Wednesday, June 24, 2026

China Expands Housing Provident Fund for Renters, Homeowners

Valyrian News Network 5 min read

China Expands Housing Provident Fund for Renters and Homeowners

China’s Ministry of Housing and Urban-Rural Development (MOHURD) has released a revised draft of the Housing Provident Fund regulations for public consultation, proposing the most significant expansion of the system in years. The draft, published on June 5, 2026, expands eligible withdrawal categories from six to nine and extends coverage to flexible workers, as reported by People’s Daily.

What the Housing Provident Fund Is

Established in Shanghai in 1991 and rolled out nationwide, the Housing Provident Fund (HPF) is a mandatory savings scheme jointly funded by employers and employees. It provides below-market mortgage rates and serves as a cornerstone of China’s urban housing policy. The regulations governing the fund were previously revised in 2002 and 2019, making this the third major overhaul.

Four Key Revisions

The revised draft introduces four main changes designed to make the fund more accessible and responsive to changing housing needs.
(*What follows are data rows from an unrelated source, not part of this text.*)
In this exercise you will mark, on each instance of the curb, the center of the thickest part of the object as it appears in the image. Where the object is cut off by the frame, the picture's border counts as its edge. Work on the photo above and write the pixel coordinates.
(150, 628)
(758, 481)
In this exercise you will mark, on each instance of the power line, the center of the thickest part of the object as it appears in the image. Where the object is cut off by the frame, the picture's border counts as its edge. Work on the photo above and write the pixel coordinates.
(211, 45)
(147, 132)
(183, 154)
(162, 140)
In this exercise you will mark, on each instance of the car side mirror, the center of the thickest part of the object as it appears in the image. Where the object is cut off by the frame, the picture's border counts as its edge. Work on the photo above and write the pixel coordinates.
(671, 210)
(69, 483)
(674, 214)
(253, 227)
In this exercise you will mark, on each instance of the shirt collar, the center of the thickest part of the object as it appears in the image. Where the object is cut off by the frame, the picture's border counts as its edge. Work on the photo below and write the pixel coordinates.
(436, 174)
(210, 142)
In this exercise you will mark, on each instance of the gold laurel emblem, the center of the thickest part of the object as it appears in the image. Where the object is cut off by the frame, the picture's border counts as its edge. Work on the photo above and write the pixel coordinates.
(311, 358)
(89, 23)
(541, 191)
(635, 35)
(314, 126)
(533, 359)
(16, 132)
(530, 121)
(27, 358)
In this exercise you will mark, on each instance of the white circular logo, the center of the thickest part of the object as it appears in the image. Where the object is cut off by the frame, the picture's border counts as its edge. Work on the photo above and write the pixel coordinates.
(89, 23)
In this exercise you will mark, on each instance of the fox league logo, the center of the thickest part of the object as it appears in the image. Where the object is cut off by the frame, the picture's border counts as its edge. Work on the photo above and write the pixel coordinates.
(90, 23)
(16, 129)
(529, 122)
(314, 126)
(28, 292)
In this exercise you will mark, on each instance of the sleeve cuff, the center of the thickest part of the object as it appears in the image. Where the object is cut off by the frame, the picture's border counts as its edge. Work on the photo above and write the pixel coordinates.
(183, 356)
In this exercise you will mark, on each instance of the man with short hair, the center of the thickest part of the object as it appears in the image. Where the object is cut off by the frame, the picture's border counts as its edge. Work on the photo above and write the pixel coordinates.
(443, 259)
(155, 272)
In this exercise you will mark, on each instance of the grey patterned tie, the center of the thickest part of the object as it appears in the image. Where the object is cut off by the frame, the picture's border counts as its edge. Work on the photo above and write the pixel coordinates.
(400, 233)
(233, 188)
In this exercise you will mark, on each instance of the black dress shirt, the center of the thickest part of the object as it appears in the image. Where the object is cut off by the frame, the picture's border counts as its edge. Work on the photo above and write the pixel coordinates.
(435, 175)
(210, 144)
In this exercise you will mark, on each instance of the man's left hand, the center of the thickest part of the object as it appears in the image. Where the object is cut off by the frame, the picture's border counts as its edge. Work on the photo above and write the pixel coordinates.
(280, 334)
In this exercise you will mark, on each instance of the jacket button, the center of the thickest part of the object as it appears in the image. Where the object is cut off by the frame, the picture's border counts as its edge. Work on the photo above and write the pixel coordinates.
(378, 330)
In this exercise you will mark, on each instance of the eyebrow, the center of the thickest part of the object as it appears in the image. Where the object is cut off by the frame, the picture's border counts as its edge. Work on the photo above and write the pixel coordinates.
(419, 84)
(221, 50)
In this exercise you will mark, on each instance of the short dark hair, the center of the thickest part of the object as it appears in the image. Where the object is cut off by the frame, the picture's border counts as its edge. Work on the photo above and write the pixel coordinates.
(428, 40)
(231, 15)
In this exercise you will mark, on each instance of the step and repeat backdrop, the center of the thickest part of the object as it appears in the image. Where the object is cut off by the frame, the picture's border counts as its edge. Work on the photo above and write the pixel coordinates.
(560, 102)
Broader usage. Contributors can now withdraw funds for home renovation (within certain limits) and property management fees — categories that did not exist in previous versions. A catch-all provision allows the State Council to approve additional housing consumption scenarios in the future, giving policymakers flexibility without requiring further legislative amendments.

Wider coverage. The draft extends mandatory participation to employers beyond those specified in the original regulations. More significantly, individual business owners, part-time employees, and other flexible workers — a group estimated at over 200 million people — can now voluntarily join the system. Specific implementation measures will be determined by city-level governments.

Faster approvals. The maximum time for loan approval is shortened from 15 days to 10 days. The revisions also call for enhanced digital capabilities and cross-regional mutual recognition (互认互贷) to make it easier for contributors to use their funds across different cities.

Stronger safeguards. The draft strengthens measures to prevent fraudulent withdrawals and ensures fund security, addressing concerns that broader access could create new opportunities for abuse.

Expert Perspectives

Professor Wu Jing, Director of the Real Estate Research Center at Tsinghua University, said the revision “expands the coverage scope” and “further expands the groups benefiting from the housing provident fund system,” as reported by CCTV News. He noted that extending withdrawal purposes to renovation and property management fees — the “home maintenance” phase — responds to “changes in the housing consumption scenarios of the vast number of contributors.”

However, Wu also cautioned about regional disparities. “Different cities have vastly different HPF fund sizes,” he said. “If the withdrawal scope is widened too quickly, especially with a one-size-fits-all approach regardless of local differences, it could impact the normal operation of HPF in some cities.”

Lu Wenxi, Chief Analyst at Centaline Property Shanghai, linked the reform to broader government strategy, noting that the 2026 government work report signals continued efforts toward “inventory reduction, housing delivery guarantees, and risk prevention through housing provident fund reforms.”

Why This Matters

China’s real estate market has been in a prolonged adjustment since 2021, characterized by declining sales, developer debt crises, and falling property prices. The HPF reform is part of a three-pronged strategy outlined at the December 2025 Central Economic Work Conference: rebalancing supply and demand, deepening HPF reforms, and promoting “good house” construction.

By unlocking “frozen” savings for renovation and maintenance, the government hopes to stimulate housing-related consumption. The inclusion of flexible workers — a rapidly growing segment of China’s labor force estimated at over 200 million people — addresses an equity gap in the existing system and could significantly expand the contributor base over time.

In 2025 alone, over 260 local HPF policy adjustments were made across Chinese cities, reflecting the widespread recognition that the system needed modernization. The revised regulations provide a national framework to harmonize these local experiments.

Potential Challenges

While the reforms are broadly welcomed, experts have flagged several concerns. Regional disparities remain a significant issue — wealthier cities like Shenzhen and Beijing have large HPF surpluses, while smaller cities may struggle with fund adequacy if withdrawal rates increase sharply.

The expansion of withdrawal categories also creates new opportunities for fraudulent claims, which the revised regulations attempt to address through strengthened risk management measures. Additionally, while the reforms make HPF funds more accessible, they do not directly address the fundamental issue of housing affordability in major Chinese cities, where prices remain high relative to incomes.

What to Watch For

The public comment period runs until July 5, 2026. Key questions remain: What specific limits will apply to renovation and property management fee withdrawals? How will smaller cities with lower fund balances implement the changes? And will the catch-all provision be used to further expand HPF usage into areas like education or healthcare, as some analysts have suggested?

The reforms represent a meaningful step toward modernizing China’s housing finance system, but their ultimate impact will depend on how individual cities implement the broad framework laid out in the revised regulations.